Voilà, Monsieur, tout ce que j’ai à Vous répondre. Je m’empresse d’expédier cette lettre à la poste pour vous ôter bien vite le doute outrageux que vous pouvez avoir de mon compte, et vous prie de croire que non seulement je ne suis pas un homme à reculer, mais que je serai même ilatté d’être votre antagoniste.
J’ai l’honneur [1304]
Je vous supplie de me pardonner mon importunité, mais comme je n’ai pu hier me justifier devant le ministre —
Mon ode a été envoyée à Moscou sans aucune explication. Mes amis n’en avaient aucune connaissance. Toute espèce d’allusion en est soigneusement éloignée. La partie satyrique porte sur la vile avidité d’un héritier, qui au moment de la maladie de son parent [fait déjà mettre les scelets sur les effets qu’il convoite. J’avoue qu’une anecdote pareille avait été répandue et que j’ai recueilli une expression poëtique échappée à ce sujet.]
Il est impossible d’écrire une ode satyrique sans que la malignité n’y trouve tout de suite une allusion. Derj[avine] dans son Вельможа, peignit un sybarite plonge dans la volupté [sourd au cris du peuple], qui s’écrie
On applica ces vers à Patem[kine] et à d’autres — [cependant toutes ces declamations étaient des lieux communs — qui avaient été répété mille fois — ] C’est à d.[ire] dans la satyre des vices les plus bas et les plus communs peints [1305]
Au fond c’étaient des vices de grand seigneur et je ne puis savoir jusqu’à quel point Derj.[avine] était innocent de toute personnalité.
Le public dans le portrait d’un vil avare, d’un drôle qui vole le bois de la couronne, qui présente à sa femme des comptes infidèles, d’un plat-pied qui devient bonne d’enfants chez les gr[ands] s.[eigneurs], etc. — a, dit-on, reconnu un grand seigneur, un homme riche, un homme honoré d’une charge importante. —
Tant pis pour le public — il me suffit à moi de n’avoir pas (non seulement nommé) ni même insinué à qui que ce soit que mon ode [1306]
Je demande seulement qu’on me prouve que je l’ai nommé — quel est le trait de mon ode qui puisse lui être appliqué ou bien — que j’ai insinué.
Tout celà est bien vague; toutes ces accusations sont des lieux communs.

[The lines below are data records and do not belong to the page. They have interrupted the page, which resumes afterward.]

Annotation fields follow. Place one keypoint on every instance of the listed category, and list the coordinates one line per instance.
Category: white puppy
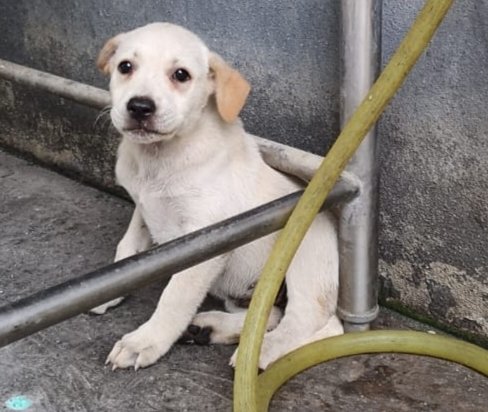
(187, 162)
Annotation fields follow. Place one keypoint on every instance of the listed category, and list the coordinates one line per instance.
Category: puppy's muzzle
(141, 108)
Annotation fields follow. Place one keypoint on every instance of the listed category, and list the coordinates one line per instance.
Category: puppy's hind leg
(312, 285)
(135, 240)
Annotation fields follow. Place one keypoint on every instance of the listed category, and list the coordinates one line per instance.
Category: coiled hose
(253, 393)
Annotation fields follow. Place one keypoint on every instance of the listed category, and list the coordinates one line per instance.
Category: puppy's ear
(231, 89)
(108, 50)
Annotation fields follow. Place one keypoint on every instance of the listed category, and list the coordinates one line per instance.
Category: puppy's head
(162, 77)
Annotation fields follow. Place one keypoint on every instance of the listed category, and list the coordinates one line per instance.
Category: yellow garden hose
(246, 392)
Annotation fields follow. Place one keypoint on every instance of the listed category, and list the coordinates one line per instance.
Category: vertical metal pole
(361, 45)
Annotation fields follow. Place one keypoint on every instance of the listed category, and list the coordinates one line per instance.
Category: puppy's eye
(181, 75)
(125, 67)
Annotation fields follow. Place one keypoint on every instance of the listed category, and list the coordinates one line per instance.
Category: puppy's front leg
(136, 239)
(176, 308)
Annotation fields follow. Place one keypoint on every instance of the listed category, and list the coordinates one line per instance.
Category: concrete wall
(434, 193)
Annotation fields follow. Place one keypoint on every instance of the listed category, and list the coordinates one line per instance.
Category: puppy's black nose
(141, 108)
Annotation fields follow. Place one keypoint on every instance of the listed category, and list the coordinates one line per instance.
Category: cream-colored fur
(187, 162)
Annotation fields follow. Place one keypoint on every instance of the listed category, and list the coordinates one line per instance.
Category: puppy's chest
(171, 203)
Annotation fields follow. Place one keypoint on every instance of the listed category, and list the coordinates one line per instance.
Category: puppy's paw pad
(197, 334)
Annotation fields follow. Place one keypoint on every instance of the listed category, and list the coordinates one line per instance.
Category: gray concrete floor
(53, 229)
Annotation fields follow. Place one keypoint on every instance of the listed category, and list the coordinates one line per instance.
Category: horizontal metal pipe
(53, 305)
(69, 89)
(282, 157)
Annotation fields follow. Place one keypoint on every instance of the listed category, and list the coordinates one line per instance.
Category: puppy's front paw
(139, 349)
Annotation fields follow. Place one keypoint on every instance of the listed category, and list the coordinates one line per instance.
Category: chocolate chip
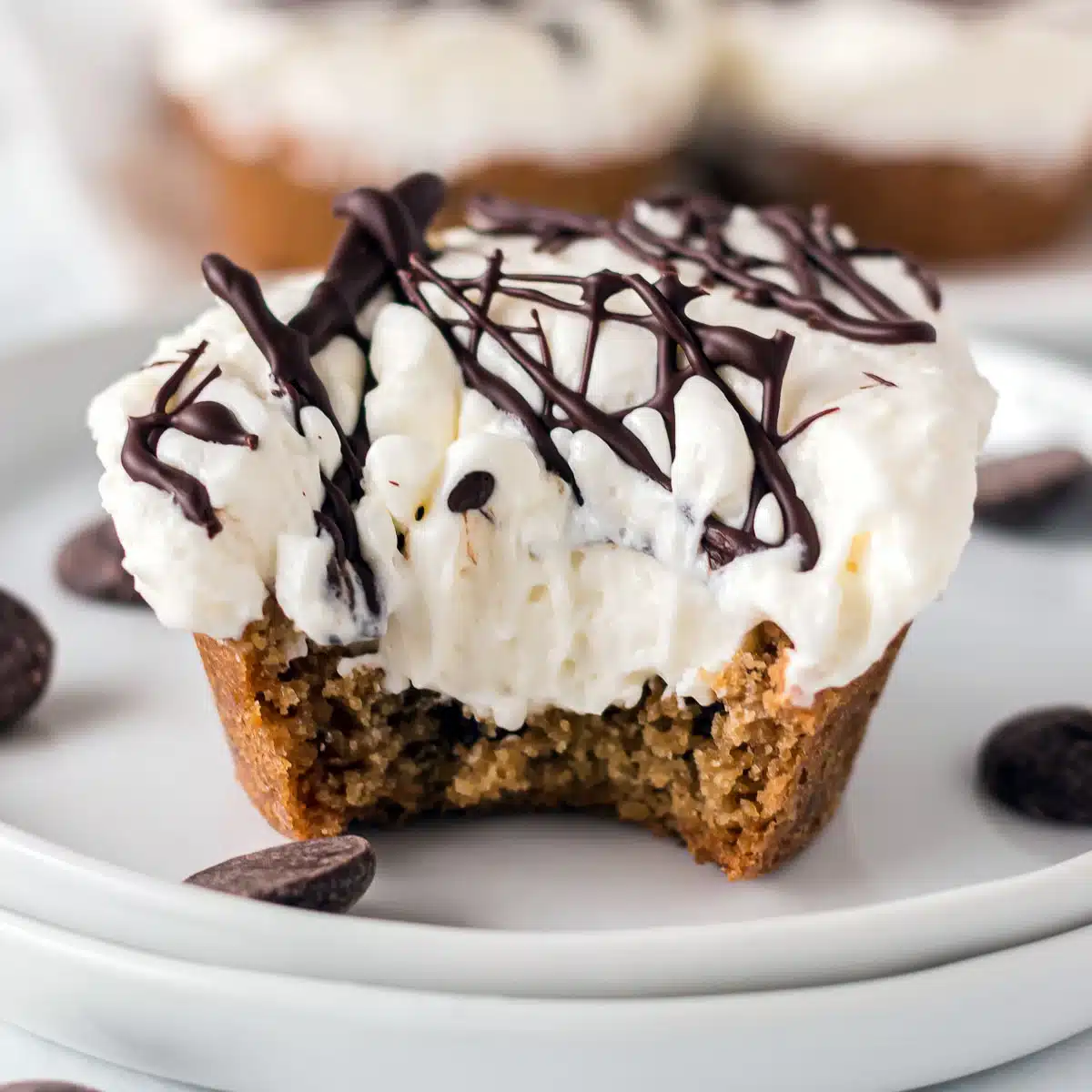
(1040, 763)
(44, 1087)
(90, 565)
(1025, 490)
(472, 491)
(703, 716)
(326, 874)
(26, 660)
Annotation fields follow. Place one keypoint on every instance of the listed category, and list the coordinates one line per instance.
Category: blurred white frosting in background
(71, 107)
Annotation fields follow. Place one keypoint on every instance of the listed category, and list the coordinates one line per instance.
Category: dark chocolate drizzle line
(205, 420)
(703, 349)
(385, 229)
(813, 255)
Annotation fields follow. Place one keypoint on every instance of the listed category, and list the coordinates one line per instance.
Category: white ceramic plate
(120, 785)
(241, 1031)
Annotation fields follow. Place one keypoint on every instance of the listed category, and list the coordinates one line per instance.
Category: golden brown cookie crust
(747, 789)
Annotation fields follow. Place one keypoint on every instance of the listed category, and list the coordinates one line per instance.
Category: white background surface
(66, 262)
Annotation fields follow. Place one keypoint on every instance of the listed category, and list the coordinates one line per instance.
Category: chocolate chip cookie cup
(552, 511)
(956, 132)
(578, 104)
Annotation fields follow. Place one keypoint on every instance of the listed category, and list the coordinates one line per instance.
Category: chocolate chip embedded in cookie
(26, 660)
(327, 874)
(1041, 763)
(1024, 490)
(90, 565)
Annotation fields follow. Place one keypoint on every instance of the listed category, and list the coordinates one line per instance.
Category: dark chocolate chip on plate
(1040, 763)
(26, 659)
(90, 565)
(326, 874)
(44, 1087)
(1025, 490)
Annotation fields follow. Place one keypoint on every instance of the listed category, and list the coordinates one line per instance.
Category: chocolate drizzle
(205, 420)
(813, 254)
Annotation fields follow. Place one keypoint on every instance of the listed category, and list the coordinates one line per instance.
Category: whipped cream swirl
(509, 588)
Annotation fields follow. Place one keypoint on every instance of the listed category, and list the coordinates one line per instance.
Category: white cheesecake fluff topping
(347, 90)
(1006, 82)
(532, 600)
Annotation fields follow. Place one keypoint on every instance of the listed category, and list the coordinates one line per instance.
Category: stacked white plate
(926, 935)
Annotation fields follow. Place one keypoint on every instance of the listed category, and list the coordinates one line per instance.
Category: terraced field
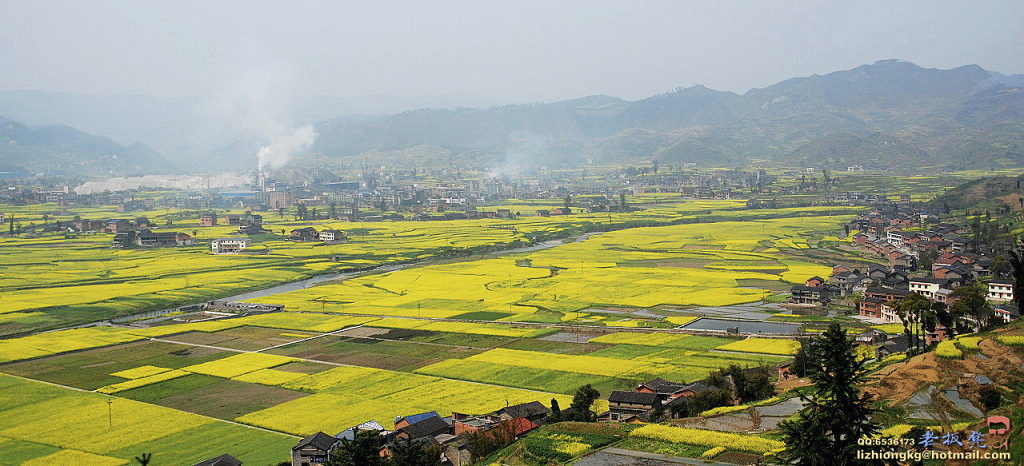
(469, 336)
(48, 281)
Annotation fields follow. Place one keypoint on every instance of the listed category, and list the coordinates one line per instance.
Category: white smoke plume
(284, 144)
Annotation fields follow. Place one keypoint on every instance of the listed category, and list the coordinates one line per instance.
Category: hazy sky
(502, 49)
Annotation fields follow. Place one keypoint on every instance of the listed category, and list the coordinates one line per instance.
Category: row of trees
(970, 312)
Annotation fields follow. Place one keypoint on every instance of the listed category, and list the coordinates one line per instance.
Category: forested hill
(66, 151)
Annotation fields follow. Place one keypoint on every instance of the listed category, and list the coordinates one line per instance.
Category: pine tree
(826, 430)
(556, 411)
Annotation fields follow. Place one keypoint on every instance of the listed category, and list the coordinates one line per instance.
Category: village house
(928, 287)
(427, 427)
(223, 460)
(632, 406)
(229, 245)
(1006, 311)
(671, 390)
(147, 239)
(313, 451)
(532, 411)
(208, 219)
(403, 421)
(1000, 290)
(332, 236)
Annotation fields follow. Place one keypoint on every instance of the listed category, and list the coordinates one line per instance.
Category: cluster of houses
(648, 397)
(249, 223)
(445, 433)
(888, 236)
(112, 225)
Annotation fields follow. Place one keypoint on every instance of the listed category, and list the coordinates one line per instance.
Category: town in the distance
(511, 234)
(423, 316)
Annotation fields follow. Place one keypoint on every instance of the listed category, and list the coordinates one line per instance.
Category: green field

Il m’importe peu que le public ait tort ou raison. Ce qui m’importe beaucoup c’est de prouver que jamais en aucune manière je n’ai
J’ai répété, en forme de citation, des remarques de m-r Сеньковской dont le sens indiquait que vous aviez trompé le public. Au lieu de voir en cela, pour ce qui me regardait, une simple citation, vous avez trouvé lieu à me considérer comme l’écho de m-r Сеньковской; vous nous avez en quelque sorte confondu et vous avez cimenté notre alliance par les paroles suivantes: „Мне всего досаднее, что эти люди повторяют нелепости свиней и мерзавцев каков Сеньковской“. J’étais personnifié dans „эти люди“: l’inflexion et la véhémence de votre ton n’admettaient aucun doute sur l’intention de vos paroles, quand même la logique en eut laissé la signification indécise. Mais la répétition des нелѣпости ne pouvait raisonablement vous causer aucune impatience; c’est donc leur écho, que vous avez cru entendre et trouver en moi. L’injure était assez prononcée: vous me faisiez prendre part aux нелепости свиней и мерзавцевъ. Cependant, à ma honte ou à mon honneur, je n’ai point reconnu ou accepté l’injure et je me suis borné de vous répondre que, si vous vouliez absolument me faire prendre part aux expressions de „tromper le public“, je les prenais entièrement sur mon compte, mais que je me refusais à l’association avec les свиньи и мерзавцы. En consentant ainsi et malgré moi à vous dire que „vous trompiez le public“ (littérairement, car c’était toujours de littérature dont il s’agissait) je vous faisais tout au plus une injure littéraire, par laquelle je répondais et je me donnais satisfaction sur une injure personnelle. J’espere que je me ménageais un rôle assez bénin et assez paisible, car, même à parité d’insultes, la riposte n’équivaut jamais à l’initiative: cette dernière seule constitue le délit de l’offense.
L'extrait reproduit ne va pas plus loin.